In a very comprehensive training program (weeks of nothing but designing and selling advertisements to local businesses taught by a seasoned veteran who was perfect for the job), I learned a lot about the advertising business.
First off, Yellow Pages ads are very expensive. You can make a lot of money selling them, too. The top salesman in our office, which was a giant low-walled cubicle farm, got most of his business from a small handful of — get this — bail bond businesses (you know, one felony removed from Dog the Bounty Hunter).
I guess when you're a low-rent thug and you're holed up in the local jail, you use your one phone call to locate a bail bondsman to get your ass out of jail before Bubba steals your virginity.
Anyway, Yellow Pages ads are immensely effective, too, if used right (just like everything else — it's all in the execution). Of course, some industries worked better with the YP ads (bail bondsmen, lawyers, dry cleaners).
There really is a reason that Yellow Page directories have proliferated. In the classic economic case of a perfect market (low barrier to entry, high profit margins, easy regulation), competition flooded the space and now there are dozens of YP companies.
And it's all because they work. And have worked for decades. Now, don't misunderstand me, and this is not the reason for this post by the way (I will get to that), yellow page ads are becoming less and less effective. Ten years ago, if I were looking for somebody to clear a clogged drain, I would not have hesitated to pick up whatever yellow pages book I had (and I had at least 3).
Now, not so much. I “google” it. Then I look at the first 3 or 4 results and I pick one.
I said all that to say this: If you want to become a good salesperson, whether online sales, offline sales, door-to-door (does anybody still do that?), or something else, you can learn a lot from classic Yellow Pages ads.
Go get a Yellow Pages book. I'll wait. I know you have one. I know exactly where mine is (and I only keep one nowadays) — it's under my youngest kids high chair.

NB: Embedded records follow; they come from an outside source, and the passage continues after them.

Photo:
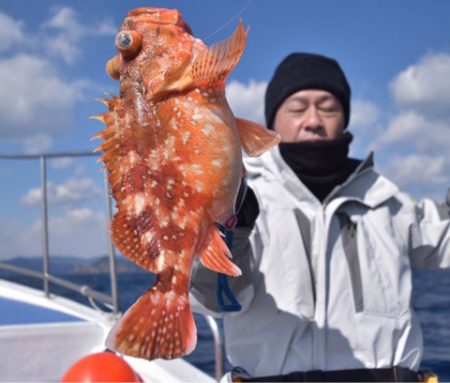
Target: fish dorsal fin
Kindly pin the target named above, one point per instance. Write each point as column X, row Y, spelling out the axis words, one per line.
column 212, row 66
column 214, row 254
column 255, row 139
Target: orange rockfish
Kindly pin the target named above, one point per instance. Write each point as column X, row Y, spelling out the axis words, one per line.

We use it to make him just a bit taller.
Open it up. Take a look. What catches your eye? Most likely it's the rascals. Or R.A.S.C.A.L.
This is a time-tested Yellow Pages acronym that stands for the following:
- R — Reliability
- A — Authorized products and services
- S — Special features
- C — Completeness of service
- A — Artwork (some substitute “I” for illustrations)
- L — Location
When you think about it, especially if you own a service or brick-and-mortar business, these are the things that either catch a prospective customer's eye or is something that a potential customer wants to know about you before he picks up the phone to call you.
(Side note: You want the customer to contact you in some way, shape, or form: Either by telephone or email and you want to capture, at a minimum, his phone number and/or email address.)
All of the above can be thought of as questions you should answer before a consumer asks them. They want to know that you're reliable, you have some special training or experience related to their issue, offer something unique, offer everything you may need now and in the future, and are available to satisfy your needs. Okay, artwork really isn't a question they want answered, but it certainly is an eyeball grabber when it comes to ads.
You can certainly apply all of the above in offline advertising programs. But don't limit yourself to “print” ads only — all of these factors apply to online marketing as well.
Use your imagination to make the best ads possible, both for print and online marketing. Apply all of these factors and I guarantee that you will see success.